Hedwigia striata refound in Eryri (Snowdonia)

Until the 1990s, British Hedwigia were pretty easy to identify: if they had hairpoints they were H. ciliata and if hairpoints were absent they were H. integrifolia.  Lars Hedenas revised the genus in northern Europe in 1994, leaving Britain with four taxa: the common one turned out to be H. stellata (below left), the much rarer H. ciliata had two varieties here, and H. integrifolia stayed the same (but subsequently changed genus to Hedwigidium).  Roll on to 2010, and Portuguese researchers published good evidence that there is an additional species in western Europe: Hedwigia striata (below right).  This has turned out to be relatively widespread in Portugal, but intriguingly it was described new to science by Warrington bryologist William Wilson with an 1829 Type Specimen from Llyn Idwal in north Wales.

Hedwigia striata was an obvious target for last week's British Bryological Society meeting in Eryri (see #EryriMosses on Twitter for other finds made during the week).  We marched past Llyn Idwal on our way to Llyn y Cwn and didn't see any Hedwigia, but a search of lakeside boulders along the lake's north shore in 2013 had failed to reveal anything other than the common H. stellata anyway (a search of the south shore could be worthwhile).  Groups also checked for Hedwigia at Llyn Bochllwyd and Llyn y Cwn in the Glyderau, and at Ffynnon Llyffant and Llyn Crafnant in the Carneddau, but the only place with anything different was Ffynnon Lloer (below) in the SW Carneddau.

Ray Woods had collected Hedwigia "ciliata sensu stricto" from there a few years ago, before H. striata had been resurrected, so we had high hopes that this natural, un-dammed lake might have good rocks.  Sure enough, Barry Stewart found a short-pointed Hedwigia on the first rock we checked, and subsequent searching on the south shore produced at least 3 more colonies along with Bryum muehlenbeckii, whilst a 4th was found growing alongside Pterigynandrum filiforme on a rock on the north shore.  We assumed this was Ray's H. ciliata, but I started to get excited when I noticed that all of the dry leaves had very obvious striations/pliccations along their length.  All four colonies we found showed this feature, and subsequent microscope checking confirmed that this really was H. striata, rediscovered in Eryri 196 years after the last record and on a new lake (it may well have gone from Llyn Idwal because that lake has been modified somewhat by a dam).  An additional feature mentioned in Flora Briofitica Iberica is the presence of long papillae on the basal leaf margin, and the Ffynnon Lloer plant shows these even more prominently than the FBI illustrations!

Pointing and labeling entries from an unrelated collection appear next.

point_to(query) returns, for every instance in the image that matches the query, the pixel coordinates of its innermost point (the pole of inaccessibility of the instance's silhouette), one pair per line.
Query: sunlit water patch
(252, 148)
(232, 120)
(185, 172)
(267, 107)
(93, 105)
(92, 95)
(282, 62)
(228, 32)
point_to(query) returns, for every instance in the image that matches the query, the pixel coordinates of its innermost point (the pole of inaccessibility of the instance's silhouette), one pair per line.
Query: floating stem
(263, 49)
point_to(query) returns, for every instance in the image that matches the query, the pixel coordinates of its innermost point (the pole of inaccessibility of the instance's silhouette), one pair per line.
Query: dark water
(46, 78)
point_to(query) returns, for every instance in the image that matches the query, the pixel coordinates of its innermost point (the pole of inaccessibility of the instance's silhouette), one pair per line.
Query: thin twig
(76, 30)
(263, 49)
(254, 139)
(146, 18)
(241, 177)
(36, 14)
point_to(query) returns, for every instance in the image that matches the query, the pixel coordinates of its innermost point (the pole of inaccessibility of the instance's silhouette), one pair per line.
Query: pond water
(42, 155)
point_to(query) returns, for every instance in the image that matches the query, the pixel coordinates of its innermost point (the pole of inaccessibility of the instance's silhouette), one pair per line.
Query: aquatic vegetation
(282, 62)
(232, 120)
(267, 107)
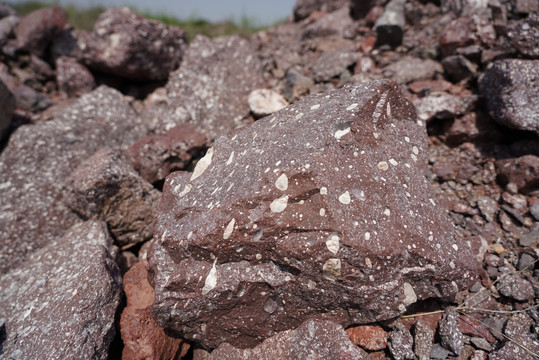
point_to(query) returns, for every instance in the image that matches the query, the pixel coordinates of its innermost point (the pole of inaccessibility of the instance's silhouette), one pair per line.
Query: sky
(261, 12)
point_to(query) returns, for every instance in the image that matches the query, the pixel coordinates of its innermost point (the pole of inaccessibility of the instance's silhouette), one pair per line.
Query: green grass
(84, 19)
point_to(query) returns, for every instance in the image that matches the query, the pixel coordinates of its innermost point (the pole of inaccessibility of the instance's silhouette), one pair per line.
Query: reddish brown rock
(36, 30)
(126, 44)
(510, 89)
(73, 79)
(39, 157)
(369, 337)
(61, 303)
(522, 171)
(211, 87)
(142, 337)
(105, 187)
(276, 226)
(315, 339)
(155, 157)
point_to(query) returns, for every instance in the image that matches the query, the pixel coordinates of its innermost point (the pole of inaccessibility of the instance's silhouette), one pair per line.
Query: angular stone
(36, 30)
(156, 156)
(73, 79)
(369, 337)
(126, 44)
(61, 303)
(510, 89)
(522, 171)
(7, 105)
(38, 158)
(255, 239)
(210, 89)
(408, 69)
(142, 337)
(315, 339)
(263, 102)
(106, 187)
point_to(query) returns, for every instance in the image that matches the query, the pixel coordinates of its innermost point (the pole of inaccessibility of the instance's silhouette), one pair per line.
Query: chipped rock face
(105, 186)
(211, 87)
(128, 45)
(315, 339)
(511, 91)
(38, 158)
(74, 321)
(278, 265)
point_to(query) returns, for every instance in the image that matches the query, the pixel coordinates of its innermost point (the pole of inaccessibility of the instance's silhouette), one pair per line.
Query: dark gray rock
(315, 339)
(7, 105)
(401, 343)
(277, 225)
(128, 45)
(510, 89)
(39, 157)
(390, 26)
(36, 30)
(61, 303)
(106, 187)
(211, 87)
(452, 338)
(73, 78)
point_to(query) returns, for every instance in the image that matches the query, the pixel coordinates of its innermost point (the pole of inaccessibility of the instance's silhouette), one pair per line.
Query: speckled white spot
(344, 198)
(278, 205)
(229, 229)
(202, 164)
(282, 182)
(230, 158)
(332, 243)
(211, 279)
(382, 165)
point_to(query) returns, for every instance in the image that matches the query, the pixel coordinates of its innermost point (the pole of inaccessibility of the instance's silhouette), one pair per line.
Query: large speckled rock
(315, 339)
(126, 44)
(39, 157)
(61, 303)
(511, 92)
(319, 210)
(105, 186)
(211, 88)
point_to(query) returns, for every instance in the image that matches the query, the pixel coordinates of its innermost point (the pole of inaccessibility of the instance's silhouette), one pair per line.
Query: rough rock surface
(142, 337)
(37, 29)
(511, 92)
(105, 186)
(37, 159)
(7, 105)
(156, 156)
(211, 87)
(307, 207)
(126, 44)
(314, 339)
(61, 303)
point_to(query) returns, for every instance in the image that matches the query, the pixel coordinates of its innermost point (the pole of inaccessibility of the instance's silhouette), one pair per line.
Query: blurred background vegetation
(84, 19)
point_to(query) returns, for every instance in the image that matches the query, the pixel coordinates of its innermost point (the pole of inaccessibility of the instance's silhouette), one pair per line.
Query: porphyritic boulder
(321, 210)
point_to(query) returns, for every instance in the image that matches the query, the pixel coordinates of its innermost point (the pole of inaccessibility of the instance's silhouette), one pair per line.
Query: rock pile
(360, 181)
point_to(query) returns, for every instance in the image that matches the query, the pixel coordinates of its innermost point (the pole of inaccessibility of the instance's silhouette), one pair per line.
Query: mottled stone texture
(61, 303)
(126, 44)
(107, 187)
(315, 339)
(36, 30)
(142, 337)
(320, 210)
(510, 89)
(211, 87)
(39, 157)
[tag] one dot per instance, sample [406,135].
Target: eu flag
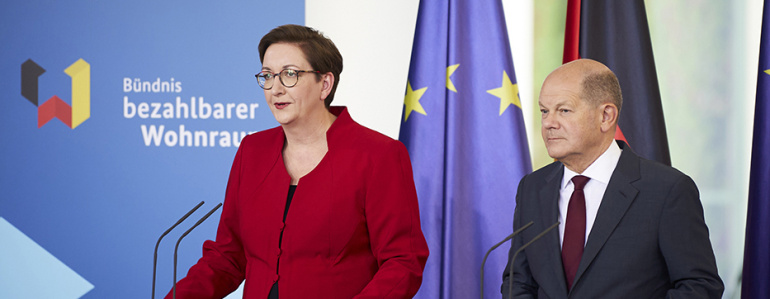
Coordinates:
[463,127]
[756,265]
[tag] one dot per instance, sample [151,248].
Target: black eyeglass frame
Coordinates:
[280,77]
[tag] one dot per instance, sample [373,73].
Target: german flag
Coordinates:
[616,34]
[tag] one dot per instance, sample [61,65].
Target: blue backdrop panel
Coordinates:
[96,197]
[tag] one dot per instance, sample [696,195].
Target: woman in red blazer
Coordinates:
[319,207]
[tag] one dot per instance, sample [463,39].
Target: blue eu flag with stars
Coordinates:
[463,127]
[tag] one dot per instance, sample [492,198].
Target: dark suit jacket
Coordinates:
[649,239]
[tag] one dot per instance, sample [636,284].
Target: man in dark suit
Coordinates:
[629,227]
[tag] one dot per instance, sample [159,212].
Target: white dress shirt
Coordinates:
[599,173]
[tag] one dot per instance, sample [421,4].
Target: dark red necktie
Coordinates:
[574,230]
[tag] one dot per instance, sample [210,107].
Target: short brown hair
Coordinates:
[602,87]
[319,50]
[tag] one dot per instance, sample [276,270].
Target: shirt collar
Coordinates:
[600,170]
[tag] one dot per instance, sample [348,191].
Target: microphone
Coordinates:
[484,261]
[155,258]
[185,234]
[513,260]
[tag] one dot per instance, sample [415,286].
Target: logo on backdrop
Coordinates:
[72,116]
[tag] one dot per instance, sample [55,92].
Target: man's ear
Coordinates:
[610,115]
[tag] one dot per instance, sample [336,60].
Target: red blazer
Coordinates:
[352,231]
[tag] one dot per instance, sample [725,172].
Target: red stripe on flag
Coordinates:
[572,32]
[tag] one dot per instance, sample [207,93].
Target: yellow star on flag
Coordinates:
[412,100]
[449,71]
[508,93]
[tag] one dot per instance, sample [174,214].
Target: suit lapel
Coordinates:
[615,202]
[549,209]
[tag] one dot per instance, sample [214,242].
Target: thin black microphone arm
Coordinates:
[513,260]
[185,234]
[155,256]
[484,261]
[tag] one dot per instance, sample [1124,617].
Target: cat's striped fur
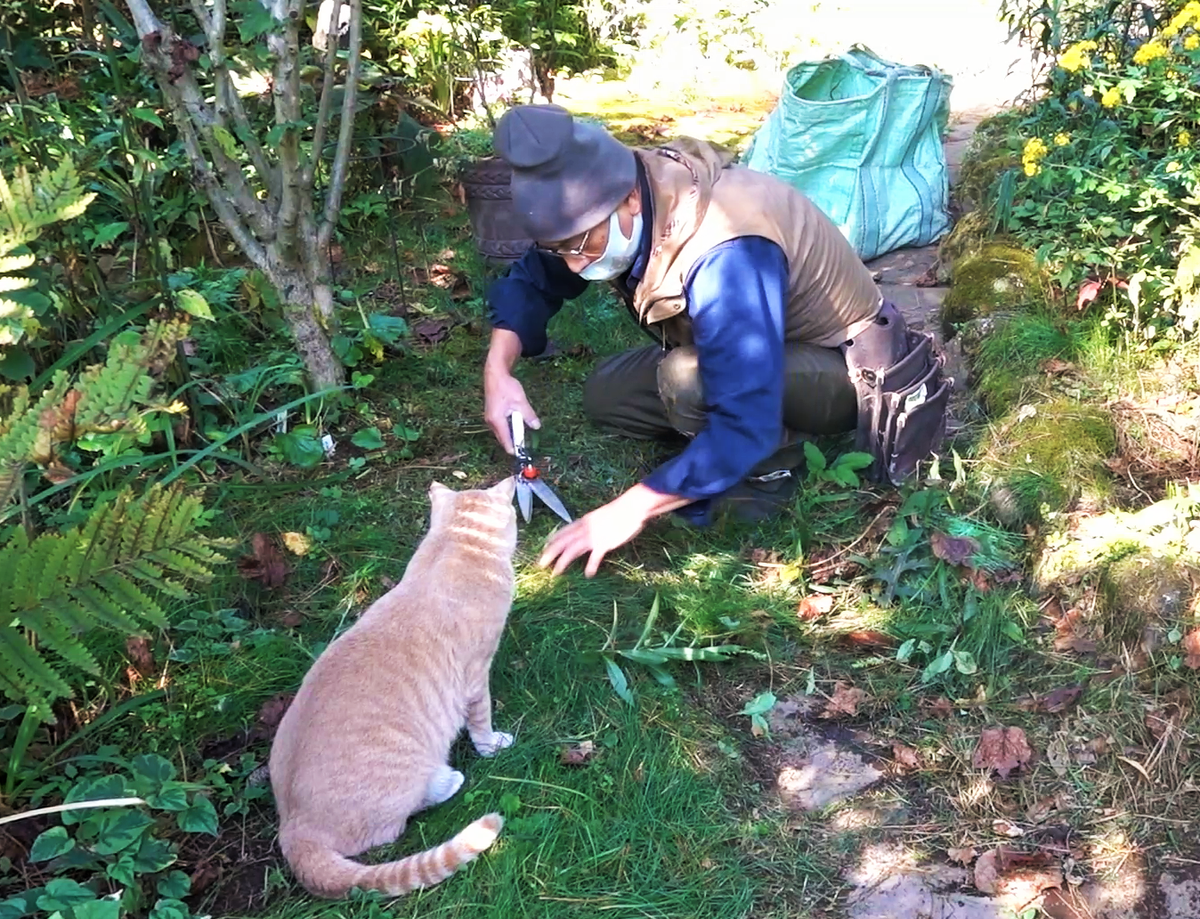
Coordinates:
[366,742]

My next task is to revisit other British specimens of Hedwigia ciliata from upland lakes and other habitats, particularly some I collected from Llyn Gafr on Cadair Idris a couple of years ago (specimen in BBSUK).  This is an outstandingly interesting habitat with plenty of rare and scarce species, but one that has been rather under-valued bryologically in Wales.  In recent years bryologists have recorded the following by Welsh mountain lakes: Bryum muehlenbeckii (Nationally Scarce), Grimmia anomala (Nationally Rare), Grimmia muehlenbeckii/austrofunalis (Nationally Scarce, please don't flame me for sitting on the fence with taxonomy), Grimmia ramondiiOdontoschisma elongatum (Nationally Scarce), Orthotrichum rupestrePterigynandrum filiforme (Nationally Scarce), Racomitrium macounii (Nationally Scarce), Schistidium agassizii (Nationally Scarce) and probable Schistidium trichodon (Nationally Scarce).  Interestingly, most of these have only been found on un-dammed, natural lakes and most are present on fewer than 5 rocks on any lake.

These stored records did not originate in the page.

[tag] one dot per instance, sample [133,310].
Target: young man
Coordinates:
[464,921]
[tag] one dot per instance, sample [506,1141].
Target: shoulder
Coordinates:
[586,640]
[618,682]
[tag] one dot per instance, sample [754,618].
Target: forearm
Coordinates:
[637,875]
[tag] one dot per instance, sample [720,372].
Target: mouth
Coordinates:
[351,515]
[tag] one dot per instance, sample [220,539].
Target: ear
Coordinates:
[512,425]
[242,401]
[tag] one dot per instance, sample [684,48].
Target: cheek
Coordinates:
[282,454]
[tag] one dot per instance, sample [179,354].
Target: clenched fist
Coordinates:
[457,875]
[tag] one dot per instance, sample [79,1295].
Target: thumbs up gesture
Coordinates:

I know this blog is called "South Wales Bryophytes" and this moss is in North Wales but two regular contributors (Barry and me) were involved in the search!  Barry has some much better photos of the leaf striations, which I hope he might add to this posting. [The dry and wet images added below are the best I have demonstrating the plicate leaves - BS]

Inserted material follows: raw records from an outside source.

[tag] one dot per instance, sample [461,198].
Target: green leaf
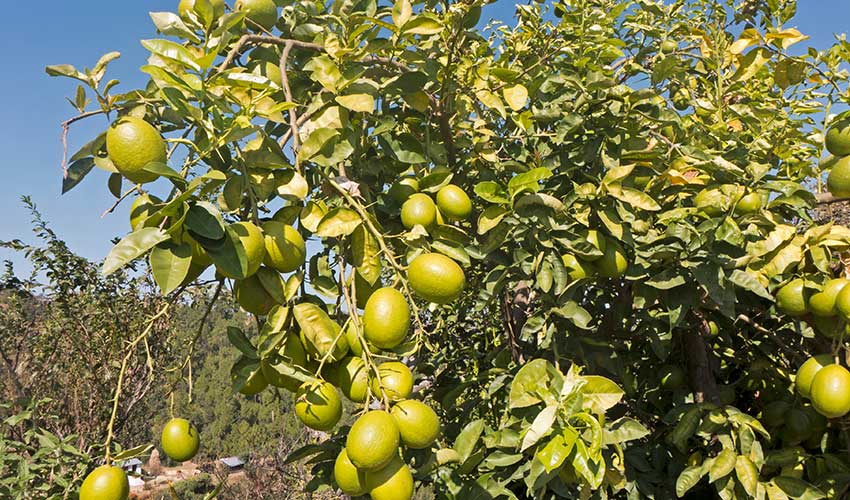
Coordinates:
[312,213]
[365,252]
[229,255]
[136,451]
[556,451]
[492,192]
[467,440]
[536,382]
[133,246]
[338,222]
[623,430]
[490,218]
[170,24]
[422,24]
[540,427]
[170,265]
[528,181]
[600,393]
[575,313]
[747,474]
[688,479]
[723,465]
[76,172]
[361,103]
[173,51]
[797,488]
[240,341]
[204,219]
[320,331]
[316,141]
[633,197]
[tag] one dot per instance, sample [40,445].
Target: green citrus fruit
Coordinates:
[791,299]
[386,318]
[186,6]
[597,240]
[252,295]
[613,262]
[180,440]
[132,143]
[838,181]
[807,371]
[318,406]
[823,302]
[773,414]
[396,380]
[292,353]
[577,268]
[712,202]
[838,138]
[453,202]
[353,379]
[668,46]
[258,12]
[797,427]
[417,423]
[255,383]
[403,189]
[672,377]
[748,204]
[107,482]
[142,208]
[436,278]
[373,440]
[285,248]
[831,391]
[250,238]
[392,482]
[349,479]
[418,209]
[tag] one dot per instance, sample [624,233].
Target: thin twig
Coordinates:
[293,116]
[65,127]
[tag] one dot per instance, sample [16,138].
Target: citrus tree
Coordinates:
[573,257]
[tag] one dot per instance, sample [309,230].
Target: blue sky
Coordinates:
[78,33]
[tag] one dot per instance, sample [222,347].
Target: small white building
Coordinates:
[233,464]
[132,466]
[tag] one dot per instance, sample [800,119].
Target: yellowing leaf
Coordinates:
[362,103]
[515,96]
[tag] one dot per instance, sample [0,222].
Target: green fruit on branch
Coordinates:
[132,143]
[372,441]
[417,423]
[419,209]
[453,202]
[386,318]
[107,482]
[349,478]
[285,248]
[317,405]
[436,278]
[180,439]
[396,380]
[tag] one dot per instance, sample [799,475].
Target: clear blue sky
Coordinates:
[78,33]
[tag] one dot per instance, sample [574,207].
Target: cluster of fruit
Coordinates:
[180,442]
[838,162]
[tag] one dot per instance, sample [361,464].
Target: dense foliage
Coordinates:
[641,175]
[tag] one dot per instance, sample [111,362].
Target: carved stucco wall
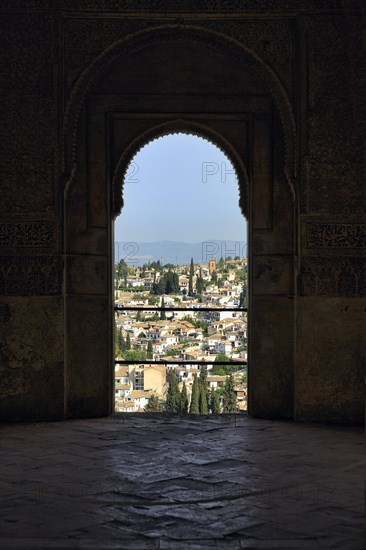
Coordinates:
[315,49]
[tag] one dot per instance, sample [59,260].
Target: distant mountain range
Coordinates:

[Two more photos of the small sample I brought home provide better resolution - BS]

Wednesday, 3 June 2015

Ulota calvescens, at last

I finally joined the calvescens club today. After looking for this species a few times in Cardiff in late winter, the usual thing happened - I chanced across it while doing something different. I wasn't even looking at bryos while surveying Marsh Fritillaries at Nany y Crimp SSSI (north of M4 J47) today, but this large tuft on a dead willow stem was so striking that it was unmissable.

As often happens, I'd been wondering if I was overlooking it (among other Ulota), but having seen the real thing I'm pretty sure I haven't seen it until now (unless it is not usually so striking).